- I worked at a bridal salon for over seven years and have seen some common wedding-dress regrets.
- Letting others influence your opinion on how your dress should look can make the process confusing.
- Lots of brides fixate on one element of the dress instead of honoring their original feelings.
During my over seven years of working in bridal, I've helped countless people find their dream wedding dresses.
Such a big purchase can offer a sigh of relief, and it's a big check off of the wedding-prep to-do list — but it can also come with unnerving feelings.
Here are seven of the biggest regrets I've seen people have after buying their wedding dresses:
Bringing too many people who can cloud your judgment
Wedding-dress shopping can be fun, but it's also a big, intimate purchase.
Though some brides thrive off the energy of their group, others may find it tough to weed out their own thoughts and opinions from the rest of their party.
This can make for a frustrating, overwhelming experience that leads to someone saying "yes" to a dress that might not have been their first pick had they come into the experience with a more curated — read: smaller — group who understood how to navigate the pressures of gown-buying.
Still shopping for a dress after you've purchased your gown
The temptation to continue looking at wedding gowns after you've said "yes" to your own dress is real. There are so many pretty dresses, lots of wedding-inspiration Instagram accounts and Pinterest boards, and reminders of the gowns your friends bought.
Plus it's not uncommon to think that there may be an ensemble that's more perfect than the one you bought.
If this is the root of your regret — feeling like there are so many other options out there — the best advice is to honor the choice you made. There will always be gorgeous gowns, but only one is your wedding dress.
Hyperfocusing on one area of the gown
You get home from the bridal salon after purchasing your dress and to your camera roll you go to review photos from the day.
While zooming in on a certain feature of the gown — whether it be a mesh V-neck, the color of the lace, or the presence or absence of sleeves — you fixate on it. In a moment, this makes you question the entire purchase.
Wedding gowns aren't something we purchase every day, so the hyperfocus on features you don't often wear, like a super-long train or a heavily-beaded bodice, is normal.
The best remedy is usually calling the store and asking to try the dress on again to determine if the scope of the "flawed" features was inflated and if you love the gown as much as you did when you bought it.

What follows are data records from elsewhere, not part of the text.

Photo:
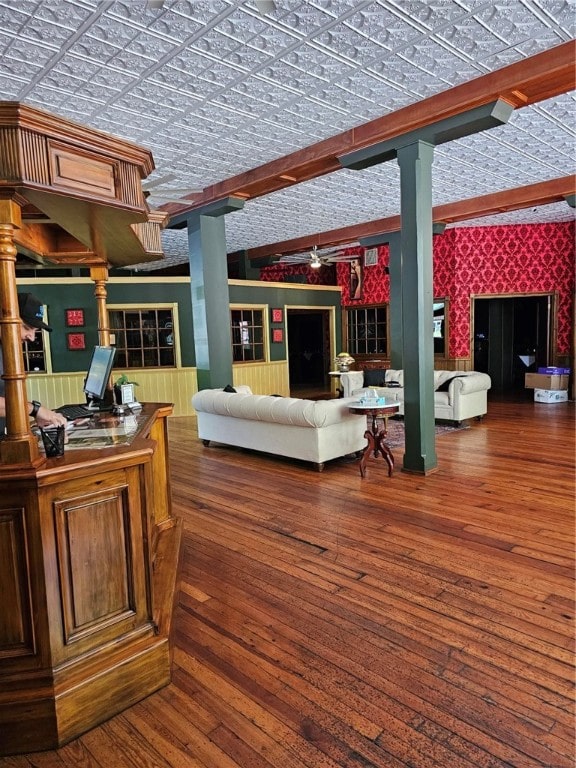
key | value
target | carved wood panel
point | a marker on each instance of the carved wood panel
(98, 568)
(16, 634)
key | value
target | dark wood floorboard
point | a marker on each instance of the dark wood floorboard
(325, 621)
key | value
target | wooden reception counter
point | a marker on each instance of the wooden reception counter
(88, 561)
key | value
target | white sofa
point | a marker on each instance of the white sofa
(458, 395)
(310, 430)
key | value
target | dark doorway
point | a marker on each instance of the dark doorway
(308, 351)
(512, 336)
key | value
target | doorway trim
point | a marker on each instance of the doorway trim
(331, 311)
(552, 318)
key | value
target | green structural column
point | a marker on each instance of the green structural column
(210, 298)
(415, 161)
(246, 271)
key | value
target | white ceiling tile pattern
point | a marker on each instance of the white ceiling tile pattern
(214, 88)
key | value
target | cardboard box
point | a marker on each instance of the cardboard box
(554, 369)
(545, 381)
(550, 395)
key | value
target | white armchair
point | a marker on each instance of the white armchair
(458, 395)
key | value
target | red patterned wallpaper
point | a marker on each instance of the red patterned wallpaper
(531, 258)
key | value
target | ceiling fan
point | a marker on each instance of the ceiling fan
(317, 258)
(157, 193)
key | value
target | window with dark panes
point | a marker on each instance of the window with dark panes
(144, 338)
(34, 354)
(247, 335)
(367, 330)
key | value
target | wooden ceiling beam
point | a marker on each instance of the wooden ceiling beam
(539, 77)
(542, 193)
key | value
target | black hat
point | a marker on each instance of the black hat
(31, 311)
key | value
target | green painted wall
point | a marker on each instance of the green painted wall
(62, 294)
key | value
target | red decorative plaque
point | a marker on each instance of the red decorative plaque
(74, 317)
(76, 341)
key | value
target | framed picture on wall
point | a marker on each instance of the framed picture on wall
(356, 279)
(76, 341)
(74, 317)
(370, 257)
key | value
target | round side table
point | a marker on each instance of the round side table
(377, 433)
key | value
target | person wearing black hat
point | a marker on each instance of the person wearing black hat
(32, 317)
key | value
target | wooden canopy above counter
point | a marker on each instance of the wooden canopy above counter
(79, 191)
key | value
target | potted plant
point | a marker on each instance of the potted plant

If you are still hesitant about certain aspects of your gown, talk to your bridal consultant about it as they may be able to walk you through other options.
Making a big purchase and then regretting it
For most people, a wedding gown is the biggest garment purchase they've made to date.
Having no precedent for swiping a card for that high of an expense can often lead to fraught emotions over the purchase itself. The entire wedding-planning process is filled with large-magnitude deposits, so it's normal to break a sweat over this.
If you feel you have gone over budget on your gown, you can ease your mind by trying to get your spending plan on track and looking at other areas of your wedding planning where you may be able to cut back or opt for more financially-friendly options.
Feeling you bought a dress too quickly
You visited one or two stores, said "yes" to a dress, and signed the purchase agreement for a gown that you loved at that moment. But now, you're feeling like you bought a dress too soon in your search.
If you've done what seems like minimal shopping, it's valid to feel like you may have committed too early.
But honoring your gut and the fact that you loved your dress so much when you bought it is a feeling you should go back to when this thought pops in your head.
It's truly wonderful to find a gown you love with efficiency.
Going with your head and not your heart
A wedding dress can be an emotional purchase, so for more logic-led brides, it can be tempting to approach it by looking for a gown that fits their mental checklist instead of focusing on finding something to wear that will make them happy on their big day.
If you know you have the inclination to do this, remember to lean into the fun nature of this process and purchase.
Buying what you feel other people want to see you in
The moment you get engaged, it seems like a million — perhaps unsolicited — opinions come your way, from what type of venues you should consider to who needs to be in your bridal party.
These opinions can just as easily spill over into suggestions for what type of wedding gown you should wear.
Your fiancé wants a fitted gown, your future mother-in-law wants something classic with lace, your sister who got married five years ago wants you to repurpose her dress and wear it — the pressure to indulge in these opinions can be weighty, especially when they come from such important people in your life.
Above all, the difference between seeing someone in something they felt forced or pressured to get versus seeing a bride wearing a gown that truly makes them happy is incredibly palpable. Wear what brings you joy!